- Malaysia is poised to criminalize physical, digital and other forms of stalking after the lower house of its parliament unanimously passed a landmark anti-stalking bill on Monday.
- The legislation was tabled by Deputy Law Minister Mas Ermieyati Samsudin, who vowed that “those who are vulnerable and in need of better protections will get them.”
- Under the bill, convicted offenders will face a maximum of three years imprisonment, a hefty fine or both, depending on the circumstances.
- So far, other Asian countries that have introduced laws against stalking include India, Japan, the Philippines and Singapore.
- The bill is expected to become law after passing through a committee and the upper house of Malaysia's parliament.
Malaysia became the latest Asian country to make progress against stalking on Monday after its Dewan Rakyat, the lower house of the country’s parliament, unanimously passed a landmark anti-stalking bill.
The legislation, tabled by Deputy Law Minister Mas Ermieyati Samsudin, seeks to penalize physical, digital and other forms of stalking with a maximum imprisonment of three years, a hefty fine or both, depending on the circumstances.
The bill would amend the country’s penal code by introducing a new sub-section, 507A, which defines the crime of stalking.

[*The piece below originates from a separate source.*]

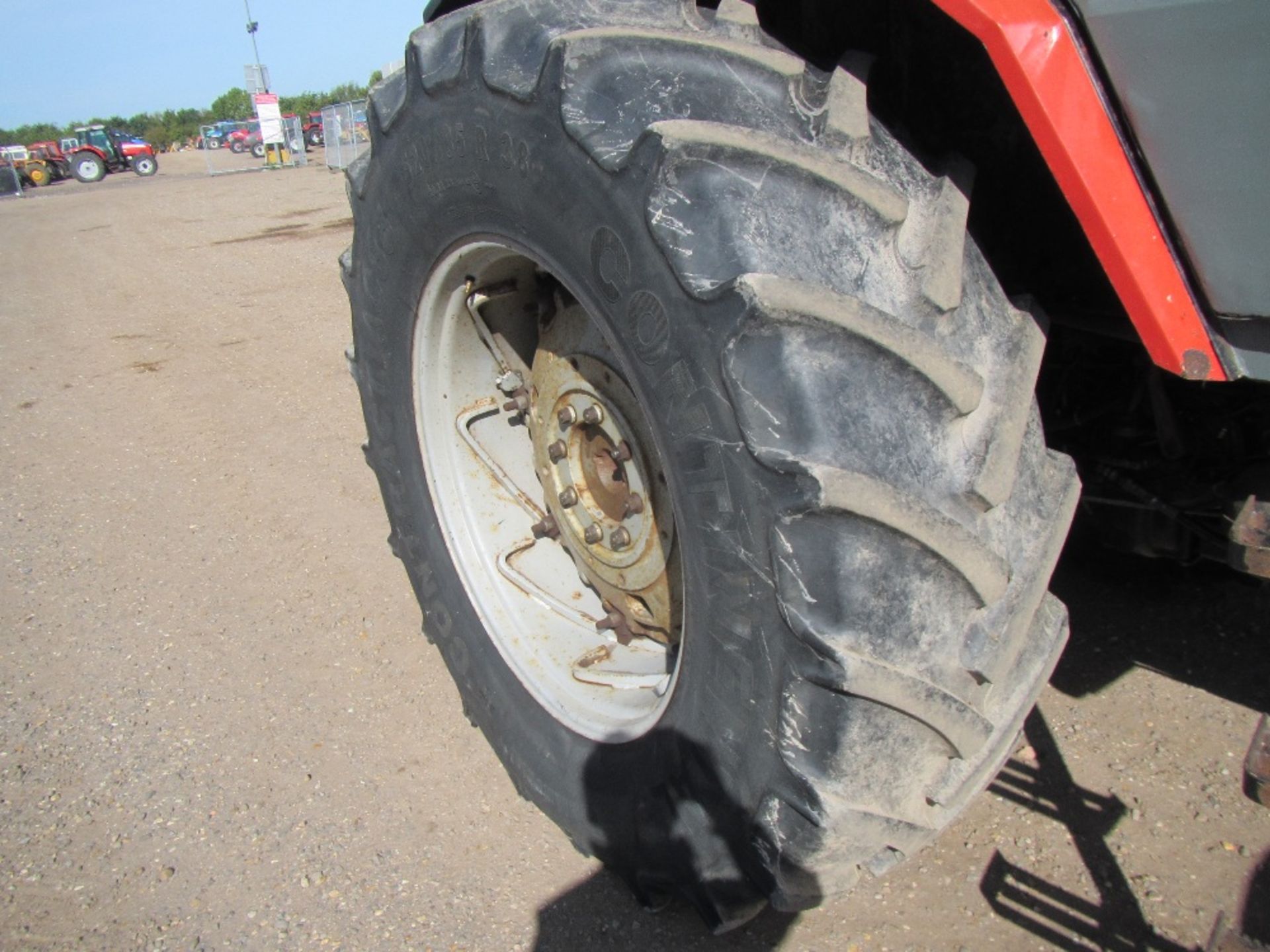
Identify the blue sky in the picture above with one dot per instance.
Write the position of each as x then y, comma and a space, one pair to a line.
75, 59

“Whoever repeatedly by any act of harassment, intending to cause, or knowing or ought to know that the act is likely to cause distress, fear or alarm to any person of the person’s safety, commits an offence of stalking,” the proposed subsection reads.
Samsudin reportedly cited data from a study conducted by the Women’s Aid Organization (WAO) — a Malaysian NGO — which revealed that 36% of Malaysians felt scared after experiencing stalking. Another 17% suffered physical injuries, while 12% received threats.
“According to 69% of Malaysians, stalking is a crime,” Samsudin said, according to Coconuts Kuala Lumpur. “The research also found that stalking and harassment have negative effects towards the victim’s life in terms of economic, social, recreational, and matters of childcare.”
In April 2021, a 31-year-old woman from Ipoh was fatally stabbed by her boyfriend in front of her two sons, aged 6 and 8. Prior to the grim incident, she had lodged several police reports against the suspect, but he was only arrested once for trespassing, as per Vice World News.
With the passage of the bill, Malaysia joins a group of Asia-Pacific countries that have introduced laws against stalking. These include India, Japan, the Philippines and Singapore, among others.
“I’m sure from now on [that] those who are vulnerable and in need of better protections will get them, and I want to thank all of those who offered their input,” Samsudin told the Dewan Rakyat. “There are many incidents where the perpetrator got away with it but with this amendment, we can prevent that.”
The bill is expected to become law after passing through a committee and the Dewan Negara, the upper house of Malaysia’s parliament. However, there are still some concerns to be addressed, such as broadening the definition of stalking to include doxxing, property damage and spying, Mashable noted.